Da wurden 'se ganz ernst und meinten, das wäre noch das harmloseste,
was 'se gesehen hätten und schwören Stock und Bein, das
'se ihn gesehen hätten, wie er an den armen Teufeln herumgekaut
hat. Ja, 'se hören schon ganz richtig, Sir, aufgegessen haben
soll er die Toten, na, zumindest teilweise sach ich. Die Rationen
bei der Armee waren zwar manchmal ganz schön mies, aber sowas,
soll man kaum glauben... So endete sein langsamer Monolog, den ich dir nur ansatzweise nacherzählen
kann. Keine Frage, daß ich dem schwer verständlichen
Genuschle aus dem Mund des alten Friedhofgärtners schließlich
nurmehr aus Höflichkeit Interesse zeigte.
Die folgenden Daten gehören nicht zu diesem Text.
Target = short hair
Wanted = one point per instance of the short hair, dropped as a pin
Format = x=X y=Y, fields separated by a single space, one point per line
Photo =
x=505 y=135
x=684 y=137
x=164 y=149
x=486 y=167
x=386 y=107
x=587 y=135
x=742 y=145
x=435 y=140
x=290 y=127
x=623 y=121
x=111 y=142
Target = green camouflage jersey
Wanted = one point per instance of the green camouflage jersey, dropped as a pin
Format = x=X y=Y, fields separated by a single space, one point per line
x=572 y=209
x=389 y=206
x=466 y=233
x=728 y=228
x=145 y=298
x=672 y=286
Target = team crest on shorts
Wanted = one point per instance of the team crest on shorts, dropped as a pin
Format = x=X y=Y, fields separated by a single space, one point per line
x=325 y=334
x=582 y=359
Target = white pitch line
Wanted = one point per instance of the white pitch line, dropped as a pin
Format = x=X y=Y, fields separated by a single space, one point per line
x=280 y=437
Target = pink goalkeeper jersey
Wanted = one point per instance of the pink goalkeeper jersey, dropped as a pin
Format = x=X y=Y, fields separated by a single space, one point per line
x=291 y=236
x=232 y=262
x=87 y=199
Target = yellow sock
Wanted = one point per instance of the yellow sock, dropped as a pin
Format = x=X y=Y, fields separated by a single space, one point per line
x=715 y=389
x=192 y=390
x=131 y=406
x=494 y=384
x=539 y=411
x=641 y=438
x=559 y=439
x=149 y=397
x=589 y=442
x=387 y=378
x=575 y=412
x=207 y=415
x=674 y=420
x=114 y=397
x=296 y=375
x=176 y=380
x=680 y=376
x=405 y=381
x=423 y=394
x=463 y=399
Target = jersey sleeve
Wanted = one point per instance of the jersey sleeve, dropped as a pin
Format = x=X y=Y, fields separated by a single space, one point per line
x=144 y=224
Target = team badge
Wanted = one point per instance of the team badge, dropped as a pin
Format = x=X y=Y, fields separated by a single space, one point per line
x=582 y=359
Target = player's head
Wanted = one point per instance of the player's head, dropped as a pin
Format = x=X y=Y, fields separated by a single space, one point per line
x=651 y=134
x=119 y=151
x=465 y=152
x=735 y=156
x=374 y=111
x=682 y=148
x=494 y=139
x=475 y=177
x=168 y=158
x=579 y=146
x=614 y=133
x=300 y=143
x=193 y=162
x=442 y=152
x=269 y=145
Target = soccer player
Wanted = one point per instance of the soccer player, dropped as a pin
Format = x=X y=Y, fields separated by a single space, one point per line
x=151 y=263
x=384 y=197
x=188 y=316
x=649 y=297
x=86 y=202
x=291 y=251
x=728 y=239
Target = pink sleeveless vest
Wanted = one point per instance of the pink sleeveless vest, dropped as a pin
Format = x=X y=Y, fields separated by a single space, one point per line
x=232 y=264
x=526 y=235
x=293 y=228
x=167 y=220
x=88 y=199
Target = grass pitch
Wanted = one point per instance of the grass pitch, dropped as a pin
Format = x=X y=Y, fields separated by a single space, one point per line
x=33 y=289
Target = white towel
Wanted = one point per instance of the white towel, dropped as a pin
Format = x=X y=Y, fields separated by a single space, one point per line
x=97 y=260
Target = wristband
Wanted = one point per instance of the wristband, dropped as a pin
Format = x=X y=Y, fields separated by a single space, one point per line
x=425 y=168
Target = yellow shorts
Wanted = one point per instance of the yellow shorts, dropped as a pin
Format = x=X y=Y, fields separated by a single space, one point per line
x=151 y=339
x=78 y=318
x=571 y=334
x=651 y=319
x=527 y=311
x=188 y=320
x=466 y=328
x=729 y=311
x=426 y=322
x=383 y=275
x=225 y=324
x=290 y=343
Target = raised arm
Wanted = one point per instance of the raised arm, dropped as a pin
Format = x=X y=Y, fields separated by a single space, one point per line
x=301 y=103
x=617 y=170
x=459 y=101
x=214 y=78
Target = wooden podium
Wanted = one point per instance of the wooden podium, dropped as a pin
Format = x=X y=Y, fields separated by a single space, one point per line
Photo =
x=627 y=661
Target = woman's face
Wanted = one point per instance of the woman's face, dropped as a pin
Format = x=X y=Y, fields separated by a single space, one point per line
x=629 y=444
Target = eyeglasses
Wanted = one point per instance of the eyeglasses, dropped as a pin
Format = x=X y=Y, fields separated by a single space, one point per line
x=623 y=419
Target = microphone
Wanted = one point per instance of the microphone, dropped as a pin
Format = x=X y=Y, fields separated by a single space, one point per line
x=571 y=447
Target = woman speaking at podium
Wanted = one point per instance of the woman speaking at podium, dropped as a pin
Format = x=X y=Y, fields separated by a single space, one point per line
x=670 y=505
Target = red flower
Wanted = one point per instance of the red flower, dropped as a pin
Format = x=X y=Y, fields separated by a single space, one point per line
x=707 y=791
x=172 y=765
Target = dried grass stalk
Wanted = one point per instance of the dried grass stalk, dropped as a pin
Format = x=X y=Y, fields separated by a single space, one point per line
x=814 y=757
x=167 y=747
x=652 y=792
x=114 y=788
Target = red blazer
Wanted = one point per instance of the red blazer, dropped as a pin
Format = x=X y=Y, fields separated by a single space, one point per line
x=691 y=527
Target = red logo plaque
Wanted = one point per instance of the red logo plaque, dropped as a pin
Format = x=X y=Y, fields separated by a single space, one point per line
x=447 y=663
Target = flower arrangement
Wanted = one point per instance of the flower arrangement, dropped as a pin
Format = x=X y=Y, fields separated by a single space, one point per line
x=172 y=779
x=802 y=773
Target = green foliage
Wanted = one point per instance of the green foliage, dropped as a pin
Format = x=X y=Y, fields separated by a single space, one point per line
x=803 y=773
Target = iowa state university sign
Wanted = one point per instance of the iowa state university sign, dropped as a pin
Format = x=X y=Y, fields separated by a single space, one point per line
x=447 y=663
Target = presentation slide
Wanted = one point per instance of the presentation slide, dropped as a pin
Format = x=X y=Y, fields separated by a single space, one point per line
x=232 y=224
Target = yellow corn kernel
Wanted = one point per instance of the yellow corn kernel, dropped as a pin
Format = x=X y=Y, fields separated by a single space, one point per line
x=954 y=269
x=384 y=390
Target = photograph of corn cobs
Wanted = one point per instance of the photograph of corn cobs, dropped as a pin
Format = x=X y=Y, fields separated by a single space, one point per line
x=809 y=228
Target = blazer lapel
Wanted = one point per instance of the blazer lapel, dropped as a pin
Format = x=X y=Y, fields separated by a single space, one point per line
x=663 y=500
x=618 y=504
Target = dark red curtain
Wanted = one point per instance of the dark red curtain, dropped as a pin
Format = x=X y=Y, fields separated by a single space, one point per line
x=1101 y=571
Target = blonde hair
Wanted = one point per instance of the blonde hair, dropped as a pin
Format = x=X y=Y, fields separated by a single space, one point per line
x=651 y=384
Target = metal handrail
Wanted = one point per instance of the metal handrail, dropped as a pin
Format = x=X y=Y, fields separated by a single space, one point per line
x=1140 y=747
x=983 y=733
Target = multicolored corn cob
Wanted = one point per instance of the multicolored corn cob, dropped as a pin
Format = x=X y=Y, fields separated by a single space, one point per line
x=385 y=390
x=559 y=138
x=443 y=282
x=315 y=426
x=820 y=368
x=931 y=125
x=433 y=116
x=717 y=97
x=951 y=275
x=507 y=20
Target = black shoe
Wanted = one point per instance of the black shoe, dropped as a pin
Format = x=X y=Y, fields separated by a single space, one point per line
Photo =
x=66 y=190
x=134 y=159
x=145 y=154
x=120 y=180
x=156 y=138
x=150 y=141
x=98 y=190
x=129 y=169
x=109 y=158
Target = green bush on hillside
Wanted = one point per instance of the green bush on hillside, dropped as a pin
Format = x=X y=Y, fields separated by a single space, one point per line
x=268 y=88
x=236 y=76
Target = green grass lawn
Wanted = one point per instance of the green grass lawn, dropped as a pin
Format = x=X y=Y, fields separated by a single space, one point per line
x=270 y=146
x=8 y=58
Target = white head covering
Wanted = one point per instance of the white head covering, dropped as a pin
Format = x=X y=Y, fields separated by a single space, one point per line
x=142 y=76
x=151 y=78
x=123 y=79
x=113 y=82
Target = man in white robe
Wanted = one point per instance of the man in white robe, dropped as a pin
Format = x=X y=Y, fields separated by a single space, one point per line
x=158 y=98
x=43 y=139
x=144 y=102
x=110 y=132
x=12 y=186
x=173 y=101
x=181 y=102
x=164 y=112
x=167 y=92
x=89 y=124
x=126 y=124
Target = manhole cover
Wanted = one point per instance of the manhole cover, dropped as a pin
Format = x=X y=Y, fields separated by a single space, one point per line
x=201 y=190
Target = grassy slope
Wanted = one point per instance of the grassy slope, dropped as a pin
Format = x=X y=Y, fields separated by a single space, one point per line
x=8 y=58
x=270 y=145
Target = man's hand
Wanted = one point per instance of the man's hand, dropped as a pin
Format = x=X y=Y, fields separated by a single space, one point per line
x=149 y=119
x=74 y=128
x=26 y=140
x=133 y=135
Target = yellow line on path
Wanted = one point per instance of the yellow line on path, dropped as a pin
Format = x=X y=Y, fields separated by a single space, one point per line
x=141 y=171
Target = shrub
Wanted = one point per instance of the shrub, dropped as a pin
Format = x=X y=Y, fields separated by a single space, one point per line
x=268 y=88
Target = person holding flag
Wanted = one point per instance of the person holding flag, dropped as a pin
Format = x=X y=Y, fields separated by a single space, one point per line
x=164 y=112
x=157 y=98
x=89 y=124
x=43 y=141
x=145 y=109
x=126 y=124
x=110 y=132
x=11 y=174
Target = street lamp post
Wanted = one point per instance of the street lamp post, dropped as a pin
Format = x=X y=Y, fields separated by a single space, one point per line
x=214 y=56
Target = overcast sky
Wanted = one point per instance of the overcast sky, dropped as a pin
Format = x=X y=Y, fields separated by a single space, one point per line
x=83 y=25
Du weißt ja
selbst, Howard, drittklassige Geistergeschichten wie diese gibt
es in jeder kleinen und großen Stadt Neuenglands, die etwas
auf sich hält, und es hätte mich nicht mal großartig
erschreckt, wäre das von mir bezogene Haus jenes vom Yankee-Jeb
gewesen. "So, da geht's schon los, Mister, sehen 'se besser zu, daß Sie ins Trockene kommen! Bis zur Church Street isses 'ne ganze Ecke, wollen'se nicht lieber in meiner Hütte unterkommen, bisses vorbei ist?" Bei diesen Worten entblößte Gärtner Eamon Wallace das erstemal seine Zähne zu einer verzerrten Karikatur eines Lächelns und Hölle, Howard, niemals hätte ich mich mit diesem Kerl mit so spitzen, krummen, schiefstehenden Zähnen in eine baufällige Hütte auf einem Friedhof gesetzt. Nun, das war dann wirklich ein Erschrecken und ich machte mich mit einigen Entschuldigungen und Dankesbekundungen ob seiner "höchstinteressanten" Geschichte rasch auf den Weg. "Gucken 'se immer nach'm Kirchturm, dann finden 'se schon nach Hause. Ist schon reichlich dunkel jetz'!", rief er mir mit brüchiger Stimme hinterher. Eingedenk einer kürzlich erlittenen Lungenentzündung,
die mich, du erinnerst dich, fast einen ganzen Monat lang ans Bett
fesselte, eilte ich mich besonders, dem schlimmsten Wolkenbruch
zu entgehen und hastete den Weg zurück, den ich gekommen war.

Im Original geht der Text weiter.